Ho Hestōs — The Standing One
The title Simon claimed — Ho Hestōs, "the Standing One" — encodes the entire Simonian metaphysics in two words. In a cosmos of perpetual flux (Heraclitus: "everything flows"), the divine is defined by its resistance to change. The Standing One is the immovable ground beneath all movement — the principle that does not rise or fall, does not become or decay, does not incarnate or die in any final sense, because it is the condition of all becoming rather than a participant in it.
This is precisely the function of Parmenides' Being, Plotinus's The One, Kabbalah's Ain Soph, and Advaita Vedanta's Brahman. All four traditions converge on the same structural intuition: beneath the multiplicity of the manifest world is a single principle that neither comes into being nor passes away. The Standing One is Simon's name for it — with the additional claim that this principle has now, once, descended into the world of becoming in order to accomplish the liberation of what was lost.

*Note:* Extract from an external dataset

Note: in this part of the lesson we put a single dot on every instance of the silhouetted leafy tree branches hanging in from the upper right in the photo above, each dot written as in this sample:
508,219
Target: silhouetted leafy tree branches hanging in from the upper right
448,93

The tension between the Standing One's nature (immovable, unbecoming) and Simon's claim (descended, incarnate, walking Samaritan roads with a former prostitute) is not a contradiction but the system's central paradox. The Absolute entered the relative without ceasing to be the Absolute. This paradox will recur across all Gnostic Christologies — and it is resolved, not solved, by the concept of docetism: the divine wears the form of the human without being constituted by it.
The Seed of Valentinian Cosmology
Simon Magus stands at the origin of the Gnostic movement not because all later Gnostics derived directly from him — the historical connections are disputed — but because his system contains, in embryo, every major Gnostic structural element:
The divine Pair as the primal structure — Simon and Helen as masculine supreme principle and feminine Ennoia; the syzygy that Valentinus will elaborate into the full Pleroma of 30 Aeons in complementary pairs. Valentinus's Sophia, who falls through unbalanced desire, is Simon's Ennoia, who falls through entrapment by her own offspring. The same territory, differently mapped.
The Archons as products of the fallen divine — the lower powers who fashion and maintain the material world are generated by the fallen Ennoia, not by the Supreme Power directly; the cosmos is the unintended by-product of a divine crisis. Valentinus's Demiurge is Sophia's unintended offspring; his Archons are the Demiurge's angelic assistants. The template is fully present in Simon.
Liberation through recognition, not morality — Simon does not prescribe ethical practice as the path to freedom. He prescribes gnōsis: knowing who Simon is (the Supreme Power), knowing who Helen is (the fallen Ennoia), knowing therefore who you yourself are (a pneumatic being capable of receiving the redemption Simon brings). The Gnostic redemption is epistemological before it is ethical. This template shapes every Gnostic school that follows.